La lutte contre l’homophobie est le nouveau combat tendance pour les politiciens qui découvrent les discriminations liées à l’orientation sexuelle et affirment vouloir lutter contre. Il était temps. Les associations issues des minorités gays et lesbiennes n’ont cessé de les interpeller depuis de trop nombreuses années. Mais la classe politique, tout en discourant sur ces problématiques, n’en reste pas moins imperméable, autiste, qu’il s’agisse des banlieues ou d’homophobie.

Les minorités ethniques, malgré leurs efforts pour accéder à des postes politiques importants, restent dans l’ombre.
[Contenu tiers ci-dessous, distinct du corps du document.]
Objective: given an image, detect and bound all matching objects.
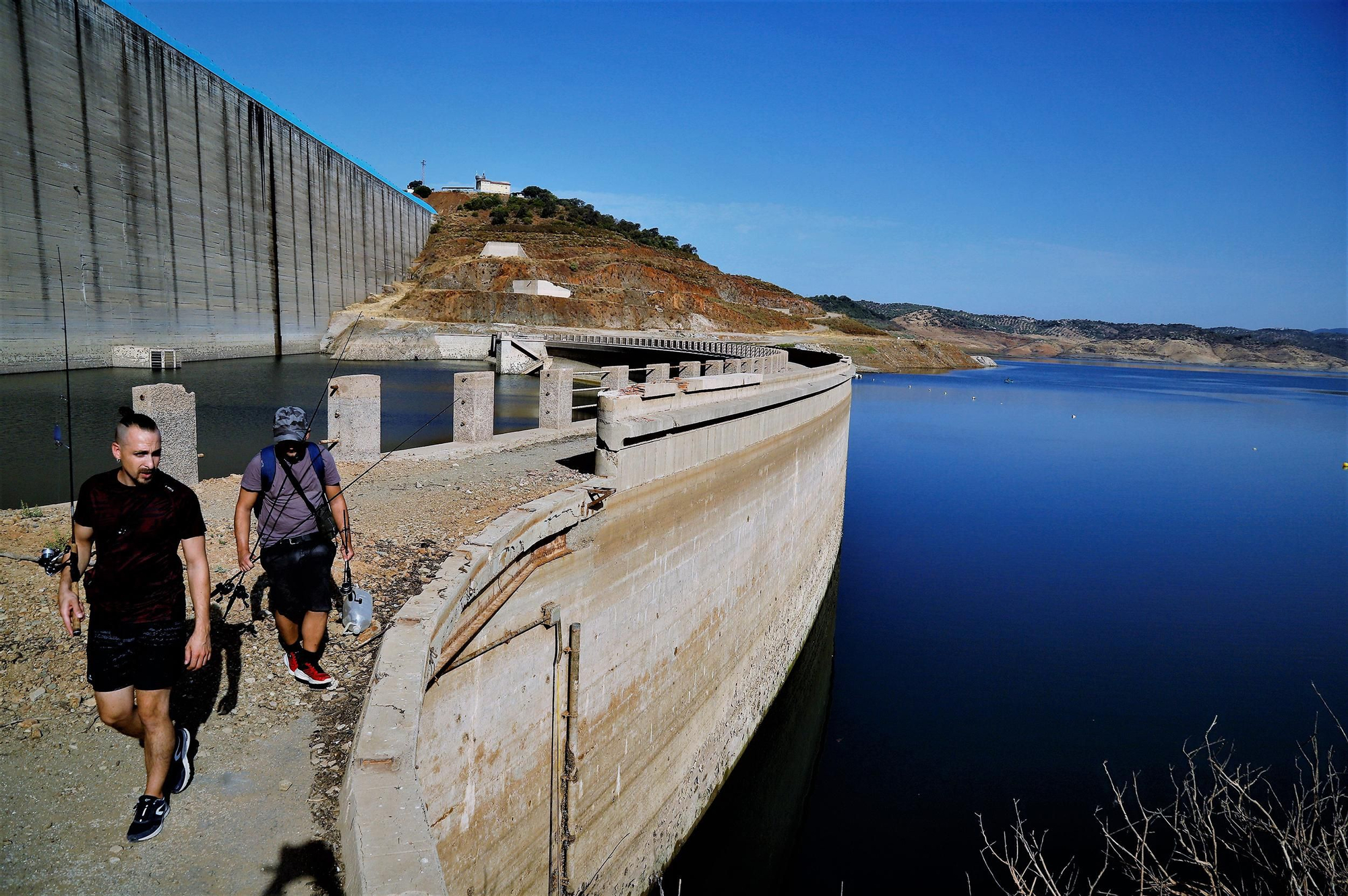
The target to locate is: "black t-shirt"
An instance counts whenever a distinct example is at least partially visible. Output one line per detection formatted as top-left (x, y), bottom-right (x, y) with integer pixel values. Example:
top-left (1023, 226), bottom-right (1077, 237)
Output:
top-left (74, 470), bottom-right (206, 628)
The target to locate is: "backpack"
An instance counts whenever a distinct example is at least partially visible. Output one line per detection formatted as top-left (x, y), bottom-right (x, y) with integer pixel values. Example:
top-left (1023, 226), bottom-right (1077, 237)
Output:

Elles sont la caution de la soi-disant bonne volonté de nos gouvernants. En clair, des potiches. Présentes mais immobilisées.

 

 

Les minorités sexuelles sont elles aussi représentées dans ces sphères, surtout les gays. Les élites françaises restent endogames, à majorité blanches, masculines et bourgeoises. Alors quelques gays privilégiés cadrent bien dans le décor... tant qu’ils restent au placard. Si le placard est doré, pourquoi en sortir? Il ne faudrait surtout qu’on les accuse d’être communautaristes, allégeance à l’idéal républicain oblige.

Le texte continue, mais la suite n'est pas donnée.